Il déboucha soudain sur une série de clairières. Au loin, il entendait déjà des hurlements terrorisés. Il avait encore l'espoir d'arriver à temps. Il voyait à peine le dessin d'un attroupement en pleine débandade, qu'il faisait jaillir sa hache à double tranchant du néant. Son armure l'enveloppa dans un nuage de fumée noire, à l'instar de son casque aux doubles cornes.
Dans la clairière, des nymphes, hommes et femmes, courraient en tous sens, laissant derrière eux les victimes des démons. De grands scarabées humanoïdes, à la peau plus dure que le meilleur des aciers. L'un d'eux tenait entre ses pattes une femme brune, dont le cri strident reflétait sa terreur.
S'il voulait la sauver, il n'avait pas le temps d'établir un plan. Il fonça droit devant lui. Le démon eu tout juste le temps d’apercevoir sa hache fendant l'air. Une gerbe de sang noirâtre jaillit de son avant bras tranché, recouvrant la nymphe libérée.

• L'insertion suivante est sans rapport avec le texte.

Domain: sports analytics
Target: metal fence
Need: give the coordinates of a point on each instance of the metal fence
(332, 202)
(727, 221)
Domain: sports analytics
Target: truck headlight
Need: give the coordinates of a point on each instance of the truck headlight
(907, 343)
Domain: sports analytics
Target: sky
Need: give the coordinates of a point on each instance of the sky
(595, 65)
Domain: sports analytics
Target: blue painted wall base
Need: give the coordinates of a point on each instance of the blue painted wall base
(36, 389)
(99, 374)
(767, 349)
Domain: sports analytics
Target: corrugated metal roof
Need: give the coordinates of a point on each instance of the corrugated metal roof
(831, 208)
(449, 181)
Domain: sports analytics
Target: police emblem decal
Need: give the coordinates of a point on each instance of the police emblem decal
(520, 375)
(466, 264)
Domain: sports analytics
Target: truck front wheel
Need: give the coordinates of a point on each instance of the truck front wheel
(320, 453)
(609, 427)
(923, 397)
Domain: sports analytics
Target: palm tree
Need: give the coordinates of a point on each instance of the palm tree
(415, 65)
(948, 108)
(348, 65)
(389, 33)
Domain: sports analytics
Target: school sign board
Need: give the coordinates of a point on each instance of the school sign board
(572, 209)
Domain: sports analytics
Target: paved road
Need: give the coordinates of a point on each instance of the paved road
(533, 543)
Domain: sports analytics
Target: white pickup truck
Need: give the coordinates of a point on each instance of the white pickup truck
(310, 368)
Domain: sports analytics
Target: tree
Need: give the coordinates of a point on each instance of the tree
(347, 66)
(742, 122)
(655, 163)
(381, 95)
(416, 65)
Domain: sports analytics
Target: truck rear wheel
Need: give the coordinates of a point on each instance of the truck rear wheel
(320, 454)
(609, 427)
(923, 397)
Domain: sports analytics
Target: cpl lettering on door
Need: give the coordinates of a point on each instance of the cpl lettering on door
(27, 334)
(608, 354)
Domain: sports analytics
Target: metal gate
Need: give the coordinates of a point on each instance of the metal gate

-Le Bourreau ! Cria un autre scarabée.
Il acheva le premier en lui ouvrant la gorge en deux, avant de pivoter vers les autres. Ils étaient réputés pour être difficiles à tuer. Alastor plissa les paupières. Il avait un don unique, même pour un démon. Un don qui lui avait valut sa place de Bourreau, dés l'instant où il avait su tenir une épée.
-On le cerne ! On peut l'avoir !
Ils étaient six. Leurs ricanements emplissaient ses oreilles, mais il n'en tint pas compte. Il repérait leurs faiblesses. Le point qui lui permettrait de les tuer rapidement. Sous le troisième interstice de leur carapace, sur le poitrail.
Il s'élança. Les mains tentèrent de le saisir. Il sauta de coté, prit appuis sur le sol... Et enfonça sa hache profondément dans le point de l'un d'eux. Il mourut sur le coup. Il enchaîna avec trois autres, avec une facilité qui fit grimper la peur chez les survivants. Il para une attaque en traître, balança un coup de pied dans la mâchoire de son adversaire. Emporté par son élan, il fit un grand geste de sa hache. La tête roula sur le sol, le sang noirâtre imbibant la terre de la clairière. Il n'en restait plus qu'un, dans son dos. Il croyait vraiment pouvoir l'avoir aussi facilement ?
-Attention !
Le cri, venu de nul, l'aurait déconcerté... Si des racines n'avaient pas jailli du sol, pour s'enrouler autour des jambes de son adversaire, remonter le long de son torse tel un boa constrictor, et faire un collier létal au scarabée. Il y eu un craquement sonore, signant la fin du combat.
A peine essoufflé, le Bourreau abaissa sa hache. Qui avait bien pu faire une chose pareille ? Il n'avait jamais vu un tel phénomène. Pourtant, il parcourait les différents plans de ce monde depuis plusieurs vies humaines.
La femme brune était déjà aidée par une autre nymphe, alors qu'un homme au crâne chauve s'avançait vers lui, escorté par un semblant de garde du corps au teint livide. Leur tenue, des plus dénudé, laissait voire une morphologie longiligne et bien peu musclée.
-Démon, tu nous as sauvé. Au nom de tout le Royaume des Hespérides, nous te remercions.